14

I trying to get the "link" elements from certain webpages. I can't figure out what i'm doing wrong though. I'm getting the following error:

Severity: Warning

Message: DOMDocument::loadHTML() [domdocument.loadhtml]: htmlParseEntityRef: no name in Entity, line: 536

Filename: controllers/test.php

Line Number: 34

Line 34 is the following in the code:

      $dom->loadHTML($html);

my code:

            $url = "http://www.amazon.com/";

    $ch = curl_init();

    curl_setopt($ch, CURLOPT_URL, $url);
    curl_setopt($ch, CURLOPT_RETURNTRANSFER, 1);
    curl_setopt($ch, CURLOPT_CONNECTTIMEOUT, 10);
    if($html = curl_exec($ch)){

        // parse the html into a DOMDocument
        $dom = new DOMDocument();

        $dom->recover = true;
        $dom->strictErrorChecking = false;

        $dom->loadHTML($html);

        $hrefs = $dom->getElementsByTagName('a');

        echo "<pre>";
        print_r($hrefs);
        echo "</pre>";

        curl_close($ch);


    }else{
        echo "The website could not be reached.";
    }
David
  • 10,418
  • 17
  • 72
  • 122

3 Answers3

42

It means some of the HTML code is invalid.
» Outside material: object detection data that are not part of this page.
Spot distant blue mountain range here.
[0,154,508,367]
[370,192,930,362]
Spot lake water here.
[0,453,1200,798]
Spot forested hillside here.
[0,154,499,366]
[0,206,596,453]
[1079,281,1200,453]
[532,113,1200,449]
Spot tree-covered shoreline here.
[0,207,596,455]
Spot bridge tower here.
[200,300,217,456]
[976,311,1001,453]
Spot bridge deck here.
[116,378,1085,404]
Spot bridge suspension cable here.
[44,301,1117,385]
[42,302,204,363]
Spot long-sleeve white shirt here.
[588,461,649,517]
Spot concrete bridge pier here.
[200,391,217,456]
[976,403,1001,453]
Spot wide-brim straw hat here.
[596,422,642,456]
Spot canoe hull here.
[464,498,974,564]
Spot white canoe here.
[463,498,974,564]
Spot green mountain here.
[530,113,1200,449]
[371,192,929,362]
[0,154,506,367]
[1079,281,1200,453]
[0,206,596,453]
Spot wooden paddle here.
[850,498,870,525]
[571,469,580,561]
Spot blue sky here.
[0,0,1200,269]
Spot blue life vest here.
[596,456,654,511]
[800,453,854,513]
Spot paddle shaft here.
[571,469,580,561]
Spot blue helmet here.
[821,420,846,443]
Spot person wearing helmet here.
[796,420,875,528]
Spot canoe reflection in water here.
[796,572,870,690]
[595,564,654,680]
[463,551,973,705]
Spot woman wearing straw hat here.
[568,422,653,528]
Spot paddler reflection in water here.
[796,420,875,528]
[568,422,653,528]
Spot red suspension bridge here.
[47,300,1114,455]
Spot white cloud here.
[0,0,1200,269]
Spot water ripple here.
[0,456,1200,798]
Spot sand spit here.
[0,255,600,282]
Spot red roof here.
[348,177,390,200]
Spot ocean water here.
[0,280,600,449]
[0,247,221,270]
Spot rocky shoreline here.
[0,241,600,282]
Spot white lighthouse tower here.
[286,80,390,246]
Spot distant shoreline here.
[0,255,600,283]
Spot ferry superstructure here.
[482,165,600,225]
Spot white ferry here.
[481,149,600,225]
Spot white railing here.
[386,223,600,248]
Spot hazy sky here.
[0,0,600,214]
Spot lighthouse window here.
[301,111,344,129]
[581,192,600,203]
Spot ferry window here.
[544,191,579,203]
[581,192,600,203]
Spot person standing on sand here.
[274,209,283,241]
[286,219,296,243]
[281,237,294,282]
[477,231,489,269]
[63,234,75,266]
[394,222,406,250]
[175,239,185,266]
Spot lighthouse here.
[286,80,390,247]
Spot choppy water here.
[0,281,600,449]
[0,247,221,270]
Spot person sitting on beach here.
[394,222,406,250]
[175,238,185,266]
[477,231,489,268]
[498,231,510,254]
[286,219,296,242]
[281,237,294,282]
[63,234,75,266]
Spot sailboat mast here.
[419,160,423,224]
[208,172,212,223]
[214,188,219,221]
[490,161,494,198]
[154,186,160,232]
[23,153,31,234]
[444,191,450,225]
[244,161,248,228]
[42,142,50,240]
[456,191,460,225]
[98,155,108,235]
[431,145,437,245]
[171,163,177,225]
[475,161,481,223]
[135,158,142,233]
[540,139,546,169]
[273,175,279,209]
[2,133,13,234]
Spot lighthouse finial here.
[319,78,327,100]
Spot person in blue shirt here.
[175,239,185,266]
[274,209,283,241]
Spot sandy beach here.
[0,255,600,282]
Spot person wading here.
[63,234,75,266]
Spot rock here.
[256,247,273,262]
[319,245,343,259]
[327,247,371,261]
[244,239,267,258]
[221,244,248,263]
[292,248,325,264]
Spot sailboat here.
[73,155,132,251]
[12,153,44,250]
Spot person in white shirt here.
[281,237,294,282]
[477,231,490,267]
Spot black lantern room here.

THis is just a warning, not an error. Your script will still process it. To suppress the warnings set

 libxml_use_internal_errors(true);

Or you could just completely suppress the warning by doing

@$dom->loadHTML($html);
Kris
  • 6,094
  • 2
  • 31
  • 46
  • Are you sure you set libxml_use_internal_errors(true); at the top of the php script? I also updated my answer to provide another alternative – Kris Sep 08 '12 at 05:53
  • that hides the warning, but it's returning an empty object – David Sep 08 '12 at 05:57
  • That is weird. I ran your exact code and it worked fine. It returned a bunch of objects. Your print_r statement outputted DOMNodeList Object ( [length] => 81 ) – Kris Sep 08 '12 at 06:02
  • -1 For suggesting suppression of all errors on that line. This will lead to a debugging nightmare. I would have given you a +1 if it were not for that. – Gerry Aug 01 '13 at 02:28
  • @Gerry , Kris is wrong in one thing - script will not process things you wanted (it will skip them), @ operator not only hides messages, it is also forcing the script to proceed anyway - this might be little dangerous BUT in times like loading some shi*t*ty html it can be the most powerful tool :) – jave.web Aug 06 '13 at 03:14
  • 1
    this is an awful solution, NEVER do this....if you want to supress error output to the browser, you could do something like ob_start();...commands here....$buf=ob_get_clean() and then check $buf for any error output which will let you keep the errors, but stop the browser output – Christopher Thomas Jan 03 '14 at 18:01
15

This may be caused by a rogue & symbol that is immediately succeeded by a proper tag. As otherwise you would receive a missing ; error. See: Warning: DOMDocument::loadHTML(): htmlParseEntityRef: expecting ';' in Entity,.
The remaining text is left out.